Blood Rain: While not actual blood, this red-colored rain is caused by dust or sand mixed with water droplets, creating a disturbing spectacle.

Cobwebs: Massive falls of cobwebs have been reported, often linked to spider ballooning behavior where spiders release silk threads to travel through the air.

Golf Balls: In 1969, a shower of golf balls rained down on Punta Gorda, Florida, believed to have been lifted from a nearby golf course by a waterspout.

Non-Perishable Goods: In 2007, canned food and packaged snacks fell from the sky in a small English town, likely tossed from a plane.

While some of these events have plausible explanations, such as strong winds or tornadoes, others remain shrouded in mystery. 

Scientists and researchers continue to investigate these strange occurrences, exploring possibilities ranging from natural phenomena to human intervention.

The Kentucky Meat Shower’s Legacy

The Kentucky Meat Shower is a prime example of how a lack of knowledge can spark wild theories. In 1876, when the event occurred, scientific understanding was limited, leading to a whirlwind of speculation and outlandish explanations.

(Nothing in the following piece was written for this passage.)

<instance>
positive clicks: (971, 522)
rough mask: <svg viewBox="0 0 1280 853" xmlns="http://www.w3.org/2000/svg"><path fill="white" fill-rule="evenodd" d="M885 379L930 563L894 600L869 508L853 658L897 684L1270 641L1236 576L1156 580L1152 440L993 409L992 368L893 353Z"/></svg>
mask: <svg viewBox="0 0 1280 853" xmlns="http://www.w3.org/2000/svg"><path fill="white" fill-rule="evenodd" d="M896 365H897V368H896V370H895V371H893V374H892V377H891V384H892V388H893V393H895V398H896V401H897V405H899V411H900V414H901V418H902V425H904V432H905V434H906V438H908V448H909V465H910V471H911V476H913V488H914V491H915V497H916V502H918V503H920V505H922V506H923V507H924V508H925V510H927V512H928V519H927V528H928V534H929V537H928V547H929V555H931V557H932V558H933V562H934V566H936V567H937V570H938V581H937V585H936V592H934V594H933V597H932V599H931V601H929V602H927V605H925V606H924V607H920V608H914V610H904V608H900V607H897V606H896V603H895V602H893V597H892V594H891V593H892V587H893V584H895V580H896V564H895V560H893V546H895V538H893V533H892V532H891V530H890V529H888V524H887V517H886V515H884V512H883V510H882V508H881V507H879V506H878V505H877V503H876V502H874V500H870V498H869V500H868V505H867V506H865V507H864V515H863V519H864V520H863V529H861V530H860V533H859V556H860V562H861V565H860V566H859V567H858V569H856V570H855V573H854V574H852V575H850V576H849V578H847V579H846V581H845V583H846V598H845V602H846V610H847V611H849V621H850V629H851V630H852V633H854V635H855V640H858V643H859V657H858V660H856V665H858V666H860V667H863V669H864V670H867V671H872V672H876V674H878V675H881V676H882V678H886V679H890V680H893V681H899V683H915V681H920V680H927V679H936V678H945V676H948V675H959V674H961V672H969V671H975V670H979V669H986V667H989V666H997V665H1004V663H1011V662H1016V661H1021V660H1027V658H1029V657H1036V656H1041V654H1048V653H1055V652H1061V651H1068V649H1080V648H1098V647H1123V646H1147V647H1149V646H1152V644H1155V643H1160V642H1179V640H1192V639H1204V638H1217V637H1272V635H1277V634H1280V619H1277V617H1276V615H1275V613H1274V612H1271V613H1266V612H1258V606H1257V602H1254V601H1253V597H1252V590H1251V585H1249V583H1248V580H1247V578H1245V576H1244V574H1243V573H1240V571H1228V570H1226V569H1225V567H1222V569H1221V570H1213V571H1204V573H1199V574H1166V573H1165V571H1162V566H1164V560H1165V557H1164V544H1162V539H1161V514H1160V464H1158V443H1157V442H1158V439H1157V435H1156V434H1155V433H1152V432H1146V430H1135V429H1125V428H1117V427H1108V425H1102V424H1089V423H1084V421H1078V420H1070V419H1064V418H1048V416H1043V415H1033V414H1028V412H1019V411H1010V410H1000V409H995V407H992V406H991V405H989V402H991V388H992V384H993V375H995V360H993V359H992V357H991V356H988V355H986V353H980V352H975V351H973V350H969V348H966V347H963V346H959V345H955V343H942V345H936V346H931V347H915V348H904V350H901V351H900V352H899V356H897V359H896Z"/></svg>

Thankfully, science doesn’t stand still. As we’ve learned more about the world around us, the vulture vomit theory has emerged as the most likely explanation. It’s a reminder that even the strangest events can often be explained with a bit of scientific know-how.

The Kentucky Meat Shower and other bizarre rain events remind us that the natural world still holds many secrets and surprises, and the boundaries of what we know are constantly shifting.